The largest concentrations of Rwanda’s most-wanted were settled in Zaire and Kenya—states whose notoriously corrupt Presidents, Mobutu Sese Seko and Daniel arap Moi, had been intimates of Habyarimana and had taken to hosting his widow, Madame Agathe, at their palaces. Mobutu had called Habyarimana his “little brother,” and the slain Rwandan’s remains, which had been spirited across the border amid the mass flight to Goma, were entombed in a mausoleum on the grounds of Mobutu’s primary estate. When I asked Honoré Rakotomanana, a Madagascan who headed the UN’s prosecution team in Rwanda, how he expected to indict anybody from Zaire or Kenya, he said, “There are international treaties to which those countries are signatories.” But in nearly two years, before he was sacked in 1997, Rakotomanana never bothered to send a single investigator to Zaire. Meanwhile, in October 1995, Kenya’s President Moi assailed the tribunal as a “haphazard process,” and announced, “I shall not allow any one of them to enter Kenya to serve summonses and look for people here. No way. If any such characters come here, they will be arrested. We must respect ourselves. We must not be harassed.”

Watching the old-boy network of African strongmen protect its own, Kagame spoke of “a feeling of betrayal, even by our African brothers,” and he added, ominously, “We shall remind them that what happened here can happen elsewhere—it can happen in these other countries—and then I am sure they will run to us. It can happen tomorrow. Things have happened, and they can happen again.”

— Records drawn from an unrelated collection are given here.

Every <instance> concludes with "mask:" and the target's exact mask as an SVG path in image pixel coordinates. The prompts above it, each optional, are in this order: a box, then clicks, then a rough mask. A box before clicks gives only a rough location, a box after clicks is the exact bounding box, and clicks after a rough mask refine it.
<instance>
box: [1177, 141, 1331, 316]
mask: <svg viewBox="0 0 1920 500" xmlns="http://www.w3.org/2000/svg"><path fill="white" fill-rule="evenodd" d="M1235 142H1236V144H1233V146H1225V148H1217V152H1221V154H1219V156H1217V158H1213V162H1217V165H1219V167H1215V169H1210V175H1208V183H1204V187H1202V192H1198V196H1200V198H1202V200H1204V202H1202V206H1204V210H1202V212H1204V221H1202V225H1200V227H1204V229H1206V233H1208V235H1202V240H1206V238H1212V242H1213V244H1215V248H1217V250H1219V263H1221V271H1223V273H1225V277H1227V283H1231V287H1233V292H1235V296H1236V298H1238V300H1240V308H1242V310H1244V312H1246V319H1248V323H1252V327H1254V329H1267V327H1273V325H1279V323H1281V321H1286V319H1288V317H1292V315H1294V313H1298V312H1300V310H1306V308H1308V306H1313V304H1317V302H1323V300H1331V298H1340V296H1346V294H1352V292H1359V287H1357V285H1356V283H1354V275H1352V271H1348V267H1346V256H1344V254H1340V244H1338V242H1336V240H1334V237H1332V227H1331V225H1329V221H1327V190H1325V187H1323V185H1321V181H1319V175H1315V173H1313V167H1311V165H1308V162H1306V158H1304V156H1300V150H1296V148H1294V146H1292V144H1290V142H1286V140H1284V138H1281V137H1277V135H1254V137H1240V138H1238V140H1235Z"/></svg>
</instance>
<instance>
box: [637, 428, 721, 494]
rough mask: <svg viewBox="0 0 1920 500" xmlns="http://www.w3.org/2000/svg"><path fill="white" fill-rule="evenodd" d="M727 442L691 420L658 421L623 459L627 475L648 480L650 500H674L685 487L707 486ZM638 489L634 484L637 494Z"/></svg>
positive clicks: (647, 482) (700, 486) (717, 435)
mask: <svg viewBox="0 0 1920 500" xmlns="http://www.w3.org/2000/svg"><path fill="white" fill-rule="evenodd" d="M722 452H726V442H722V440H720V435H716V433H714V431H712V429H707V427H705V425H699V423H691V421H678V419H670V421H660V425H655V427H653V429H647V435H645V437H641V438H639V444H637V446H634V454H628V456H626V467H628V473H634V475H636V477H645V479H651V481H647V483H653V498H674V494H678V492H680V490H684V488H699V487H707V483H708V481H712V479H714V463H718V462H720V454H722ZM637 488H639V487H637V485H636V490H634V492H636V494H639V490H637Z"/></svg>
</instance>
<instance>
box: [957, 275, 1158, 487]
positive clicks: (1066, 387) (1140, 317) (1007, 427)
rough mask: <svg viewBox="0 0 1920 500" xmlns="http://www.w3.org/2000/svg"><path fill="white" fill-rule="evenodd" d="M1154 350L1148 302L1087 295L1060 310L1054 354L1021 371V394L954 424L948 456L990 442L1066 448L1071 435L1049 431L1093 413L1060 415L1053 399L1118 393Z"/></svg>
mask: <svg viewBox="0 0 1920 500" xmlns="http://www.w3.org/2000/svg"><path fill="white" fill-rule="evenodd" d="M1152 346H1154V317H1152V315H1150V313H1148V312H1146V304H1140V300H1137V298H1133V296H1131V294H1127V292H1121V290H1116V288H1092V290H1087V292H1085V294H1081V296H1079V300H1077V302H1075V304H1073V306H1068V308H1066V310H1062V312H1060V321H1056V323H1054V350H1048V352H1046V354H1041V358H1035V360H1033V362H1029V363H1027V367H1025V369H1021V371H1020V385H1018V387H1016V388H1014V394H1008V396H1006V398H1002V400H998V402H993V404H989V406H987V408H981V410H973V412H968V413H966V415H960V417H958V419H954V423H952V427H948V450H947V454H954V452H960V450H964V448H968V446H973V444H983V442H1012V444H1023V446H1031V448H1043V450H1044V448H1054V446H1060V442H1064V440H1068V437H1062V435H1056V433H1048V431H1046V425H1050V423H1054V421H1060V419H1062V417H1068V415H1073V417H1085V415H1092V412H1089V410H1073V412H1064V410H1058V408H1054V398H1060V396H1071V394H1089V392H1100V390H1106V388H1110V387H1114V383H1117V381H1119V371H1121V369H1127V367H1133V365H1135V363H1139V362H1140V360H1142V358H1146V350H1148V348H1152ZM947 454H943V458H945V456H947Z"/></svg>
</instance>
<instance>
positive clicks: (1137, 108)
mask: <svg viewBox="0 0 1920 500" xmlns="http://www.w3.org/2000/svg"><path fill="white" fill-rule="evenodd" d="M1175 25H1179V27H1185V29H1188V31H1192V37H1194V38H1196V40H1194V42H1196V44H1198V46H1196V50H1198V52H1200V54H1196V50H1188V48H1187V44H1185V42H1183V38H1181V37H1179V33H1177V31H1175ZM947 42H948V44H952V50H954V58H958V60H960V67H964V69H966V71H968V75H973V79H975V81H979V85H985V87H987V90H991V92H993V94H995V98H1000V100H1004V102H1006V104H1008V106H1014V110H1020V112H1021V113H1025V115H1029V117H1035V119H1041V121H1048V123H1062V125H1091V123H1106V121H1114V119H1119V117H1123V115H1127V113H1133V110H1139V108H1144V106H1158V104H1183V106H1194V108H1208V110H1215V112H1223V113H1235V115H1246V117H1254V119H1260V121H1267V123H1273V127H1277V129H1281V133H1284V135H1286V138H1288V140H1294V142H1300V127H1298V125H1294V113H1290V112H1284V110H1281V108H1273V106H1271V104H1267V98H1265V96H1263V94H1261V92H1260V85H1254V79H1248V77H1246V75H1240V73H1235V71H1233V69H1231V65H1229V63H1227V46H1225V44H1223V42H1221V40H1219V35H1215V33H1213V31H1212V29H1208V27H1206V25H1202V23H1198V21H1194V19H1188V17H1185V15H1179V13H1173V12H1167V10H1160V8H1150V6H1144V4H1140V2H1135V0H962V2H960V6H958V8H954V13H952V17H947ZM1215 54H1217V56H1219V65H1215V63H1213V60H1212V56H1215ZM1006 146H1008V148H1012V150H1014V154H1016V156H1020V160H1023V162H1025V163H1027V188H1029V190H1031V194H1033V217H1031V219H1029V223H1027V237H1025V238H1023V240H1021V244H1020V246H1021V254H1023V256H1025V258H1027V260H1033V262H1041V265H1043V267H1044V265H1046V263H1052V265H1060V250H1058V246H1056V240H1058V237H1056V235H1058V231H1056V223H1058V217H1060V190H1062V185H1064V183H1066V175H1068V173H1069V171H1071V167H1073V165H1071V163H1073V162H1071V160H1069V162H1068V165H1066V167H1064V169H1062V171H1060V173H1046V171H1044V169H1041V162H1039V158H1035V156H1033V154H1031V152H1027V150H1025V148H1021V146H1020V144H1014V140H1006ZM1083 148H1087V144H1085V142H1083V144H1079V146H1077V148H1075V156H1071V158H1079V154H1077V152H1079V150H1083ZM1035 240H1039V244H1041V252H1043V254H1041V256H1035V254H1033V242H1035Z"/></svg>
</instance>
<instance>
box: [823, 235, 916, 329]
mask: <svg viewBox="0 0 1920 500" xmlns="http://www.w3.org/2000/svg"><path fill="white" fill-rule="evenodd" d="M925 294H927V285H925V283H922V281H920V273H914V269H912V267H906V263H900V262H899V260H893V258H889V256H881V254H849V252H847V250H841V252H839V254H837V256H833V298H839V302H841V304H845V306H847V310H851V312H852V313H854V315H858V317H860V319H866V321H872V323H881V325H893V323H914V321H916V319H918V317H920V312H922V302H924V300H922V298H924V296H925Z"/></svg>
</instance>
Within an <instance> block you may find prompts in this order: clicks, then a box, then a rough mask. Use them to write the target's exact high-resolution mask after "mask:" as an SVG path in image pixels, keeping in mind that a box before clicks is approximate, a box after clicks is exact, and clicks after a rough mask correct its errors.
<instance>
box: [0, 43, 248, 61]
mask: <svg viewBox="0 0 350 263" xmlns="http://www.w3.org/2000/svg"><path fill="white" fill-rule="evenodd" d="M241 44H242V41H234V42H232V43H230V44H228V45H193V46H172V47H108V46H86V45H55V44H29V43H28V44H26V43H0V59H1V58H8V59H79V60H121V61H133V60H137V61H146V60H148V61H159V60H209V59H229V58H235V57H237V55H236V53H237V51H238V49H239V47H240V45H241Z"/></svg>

Even when genocidal leaders were eventually turned over to the tribunal, the problem remained that the UN had forbidden the court to recommend a death penalty. The Nazis at Nuremberg and the Japanese war criminals in Tokyo had faced the death penalty after World War II. Were the crimes committed against humanity in Rwanda lesser offenses than those which prompted the Genocide Convention to be written? According to Kagame, when Rwanda protested that the tribunal should carry the death penalty out of respect for Rwanda’s laws, the UN advised Rwanda to abolish
its
death penalty. Kagame called this advice “cynical.”

“The Rwandan people know this is the same international community that stood by and watched them get killed,” Gerald Gahima said. And his RPF colleague Tito Ruteremara, noting that Rwandans convicted by the tribunal were expected to serve their sentences in Scandinavia, told me, “It doesn’t fit our definition of justice to think of the authors of the Rwandan genocide sitting in a full-service Swedish prison with a television.” As it turned out, even those Hutu Power leaders who wound up in custody at Arusha found the croissants they were regularly served for breakfast a bit rich. After a while, the tribunal prisoners mounted a protest to demand a normal Rwandan breakfast of gruel.

17

“IN YOUR COUNTRY,” the RPA colonel said, “I think you have many comedians.” We were sitting on his porch, in the cool, drizzling night of the central Rwandan highlands, drinking beer and whiskey and eating boiled potatoes and brochettes of grilled goat. The colonel dragged a chunk of meat off his skewer with his teeth. He chewed on it for a while, then he said, “In my understanding, many of these comedians in America are black. Why do you think that is?”

I suggested that it might have to do with adversity. People who feel up against it sometimes develop a canny take on how the world works—the rawness of it, the absurdities—and sometimes, if they’re funny, they make fun of it.

“Those black guys
are
funny,” the colonel said.

I said, “The funny ones are.”

He coughed out a one-syllable chuckle and the other guys on the porch, his associates, followed him with some laughter. After a while, the colonel said, “No comedians in Rwanda. Plenty of black people, plenty of adversity—no comedians.”